Parton Hadron Quantum Molecular Dynamics (PHQMD)—A Novel Microscopic N-Body Transport Approach For Heavy-Ion Dynamics and Hypernuclei Production

Abstract

We present the novel microscopic n-body dynamical transport approach PHQMD (Parton-Hadron-Quantum-Molecular-Dynamics) for the description of particle production and cluster formation in heavy-ion reactions at relativistic energies. The PHQMD extends the established PHSD (Parton-Hadron-String-Dynamics) transport approach by replacing the mean field by density dependent two body interactions in a similar way as in the Quantum Molecular Dynamics (QMD) models.
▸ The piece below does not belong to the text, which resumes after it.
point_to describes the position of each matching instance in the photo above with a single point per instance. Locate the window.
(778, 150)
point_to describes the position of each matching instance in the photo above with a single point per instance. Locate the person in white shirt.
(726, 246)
This allows for the calculation of the time evolution of the n-body Wigner density and therefore for a dynamical description of clusters and hypernuclei formation. The clusters are identified with the MST (Minimum Spanning Tree) or the SACA (‘Simulated Annealing Cluster Algorithm’) algorithm which—by regrouping the nucleons in single nucleons and noninteracting clusters—generates the most bound configuration of nucleons and clusters. Collisions among particles in PHQMD are treated in the same way as in PHSD. In [1] we presented the first results from the PHQMD for general ‘bulk’ observables such as rapidity distributions and transverse mass spectra for hadrons as well as for clusters production, including hypernuclei, at SIS and FAIR/NICA/BES RHIC energies. The selected results on clusters and hypernuclei production from [1] are discussed in this contribution.